TransUnion uses VantageScore instead of FICO to evaluate your creditworthiness. While the models are similar, understanding the slight differences can help you keep tabs on your reports and work to build your scores with both scoring systems. Checking your credit reports frequently and maintaining healthy credit habits over time are your best strategies for raising your FICO and VantageScore with all three major credit bureaus.

Frequently Asked Questions(FAQ)

Is FICO score or TransUnion more accurate?

FICO scores are generally considered to be more accurate than TransUnion scores. FICO scores rely on a complex algorithm that takes into account a variety of factors, such as payment history, credit utilization, length of credit history, and types of credit used. TransUnion scores, on the other hand, are based on the data reported to the credit bureau, which may not always be up-to-date or accurate. Therefore, FICO scores are typically more reliable when it comes to assessing creditworthiness.
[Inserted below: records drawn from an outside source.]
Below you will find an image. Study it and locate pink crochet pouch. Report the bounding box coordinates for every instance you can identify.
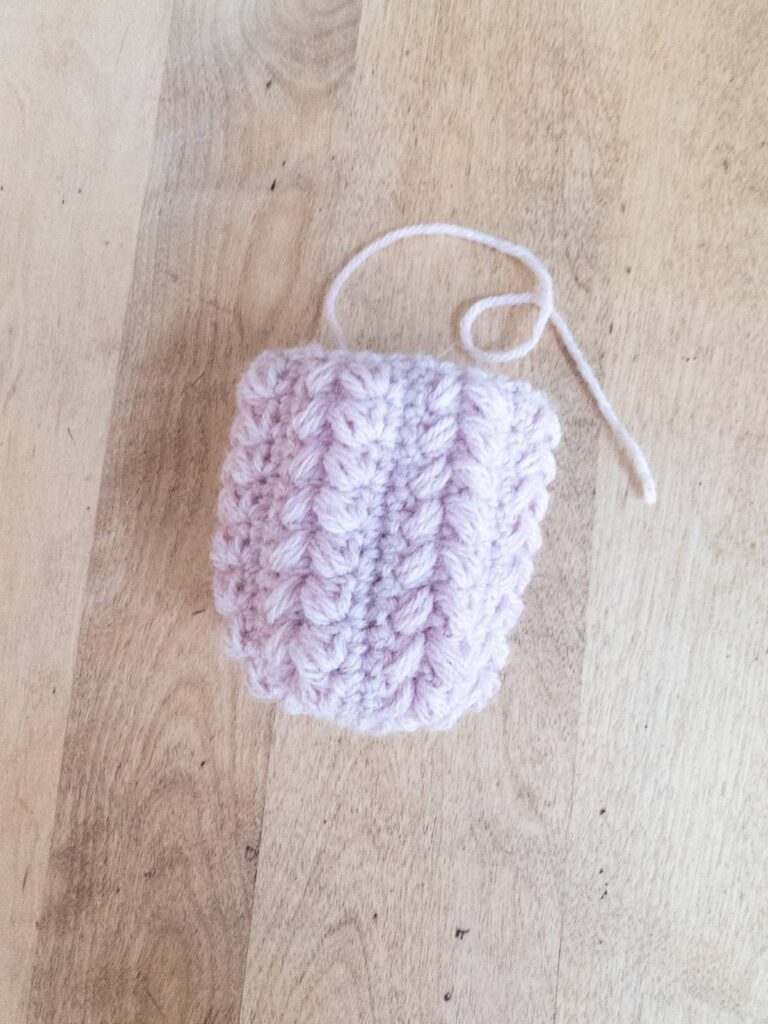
[212,224,654,734]
[213,345,560,733]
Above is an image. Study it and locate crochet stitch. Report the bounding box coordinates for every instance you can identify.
[212,224,656,733]
[213,345,560,733]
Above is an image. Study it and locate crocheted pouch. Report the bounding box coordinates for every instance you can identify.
[213,345,560,733]
[212,224,654,733]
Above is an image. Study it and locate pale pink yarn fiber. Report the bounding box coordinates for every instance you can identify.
[213,225,648,733]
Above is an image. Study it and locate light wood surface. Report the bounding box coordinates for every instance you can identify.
[0,0,768,1024]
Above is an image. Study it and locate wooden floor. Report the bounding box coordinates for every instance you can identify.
[0,0,768,1024]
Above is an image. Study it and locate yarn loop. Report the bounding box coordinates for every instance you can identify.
[325,223,656,505]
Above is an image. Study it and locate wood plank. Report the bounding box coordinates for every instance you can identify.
[29,0,366,1024]
[0,0,169,1022]
[557,3,768,1024]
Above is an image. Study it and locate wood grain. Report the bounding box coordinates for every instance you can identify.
[0,0,768,1024]
[0,0,169,1024]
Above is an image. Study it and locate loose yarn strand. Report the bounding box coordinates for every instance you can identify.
[324,223,656,505]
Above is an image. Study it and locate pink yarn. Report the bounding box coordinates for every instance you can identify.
[213,345,560,733]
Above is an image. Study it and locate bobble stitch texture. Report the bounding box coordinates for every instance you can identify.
[212,345,560,734]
Do lenders use FICO or TransUnion?

Lenders use both FICO and TransUnion to assess creditworthiness when making lending decisions. FICO is a scoring system developed by Fair Isaac Corporation, which evaluates credit history to assign a numerical score that ranges from 300 to 850. TransUnion is one of the three major credit bureaus, which collects and maintains credit information from lenders and other sources. TransUnion uses its own scoring system, the TransRisk Score, to evaluate creditworthiness. Both scores are widely used by lenders to determine if an individual is eligible for a loan or credit card.
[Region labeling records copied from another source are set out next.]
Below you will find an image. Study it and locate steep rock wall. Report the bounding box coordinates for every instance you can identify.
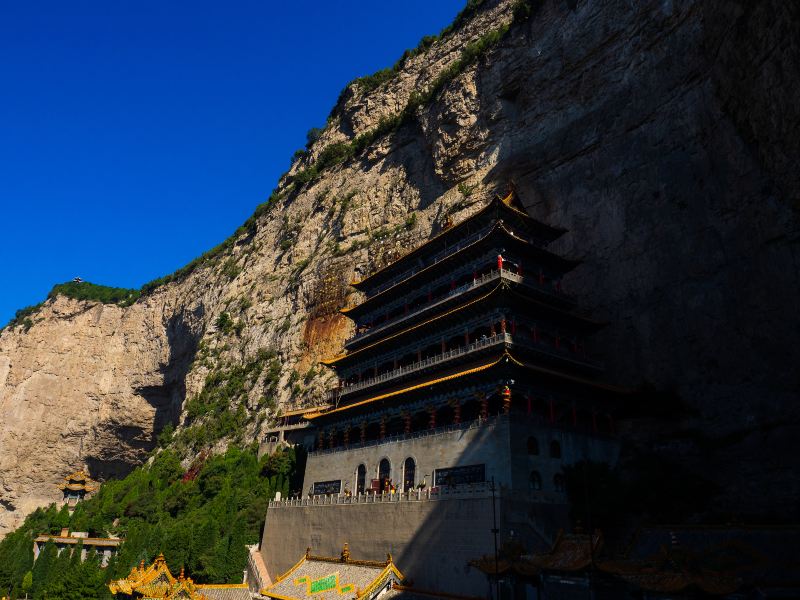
[0,0,800,534]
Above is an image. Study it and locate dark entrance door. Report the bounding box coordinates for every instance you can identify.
[378,458,392,492]
[356,465,367,494]
[403,456,417,492]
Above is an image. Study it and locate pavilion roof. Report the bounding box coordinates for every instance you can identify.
[261,544,405,600]
[108,554,250,600]
[352,192,566,289]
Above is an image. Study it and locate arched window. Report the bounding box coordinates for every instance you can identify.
[403,456,417,492]
[378,458,392,492]
[356,464,367,494]
[550,440,561,458]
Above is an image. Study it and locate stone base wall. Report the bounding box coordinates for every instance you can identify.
[261,494,567,596]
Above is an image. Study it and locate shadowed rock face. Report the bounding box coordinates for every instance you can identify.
[0,0,800,534]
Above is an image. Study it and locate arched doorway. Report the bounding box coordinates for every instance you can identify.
[403,456,417,492]
[378,458,392,492]
[356,464,367,495]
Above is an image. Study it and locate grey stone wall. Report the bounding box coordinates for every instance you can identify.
[261,494,566,596]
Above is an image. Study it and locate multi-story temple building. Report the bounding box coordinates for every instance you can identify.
[261,195,621,593]
[58,469,97,512]
[304,196,616,496]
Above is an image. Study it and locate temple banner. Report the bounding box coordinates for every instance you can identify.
[313,479,342,496]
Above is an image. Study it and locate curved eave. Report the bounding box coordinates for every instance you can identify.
[306,351,512,420]
[340,223,581,319]
[350,192,567,291]
[320,282,605,368]
[320,283,503,367]
[306,350,632,421]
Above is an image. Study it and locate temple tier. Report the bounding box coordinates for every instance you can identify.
[304,195,621,496]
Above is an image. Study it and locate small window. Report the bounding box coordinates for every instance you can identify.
[550,440,561,458]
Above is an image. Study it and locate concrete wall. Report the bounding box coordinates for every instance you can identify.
[303,418,511,493]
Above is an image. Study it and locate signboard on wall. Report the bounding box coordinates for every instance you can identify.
[313,479,342,496]
[433,465,486,487]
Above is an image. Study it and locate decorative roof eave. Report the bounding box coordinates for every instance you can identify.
[339,222,580,317]
[320,283,503,367]
[350,192,567,289]
[320,281,607,368]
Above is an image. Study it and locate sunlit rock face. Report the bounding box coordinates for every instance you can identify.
[0,0,800,535]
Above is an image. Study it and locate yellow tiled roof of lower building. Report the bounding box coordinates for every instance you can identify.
[261,544,404,600]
Is TransUnion or Equifax closer to FICO?

TransUnion and Equifax are two of the three major credit bureaus that provide credit scores, but neither one is actually closer to FICO. FICO is a separate company that provides its own credit score, which is a slightly different calculation than the scores provided by TransUnion and Equifax. The FICO score is the most widely used score and is used by lenders to determine creditworthiness.

Why is my FICO score different from TransUnion?

FICO scores and TransUnion scores are different because they are calculated using different scoring models. FICO scores are based on the Fair Isaac Corporation’s scoring model, which evaluates credit history, payment history, credit utilization, and other factors. TransUnion scores are based on their proprietary VantageScore model, which considers similar factors but weighs them differently.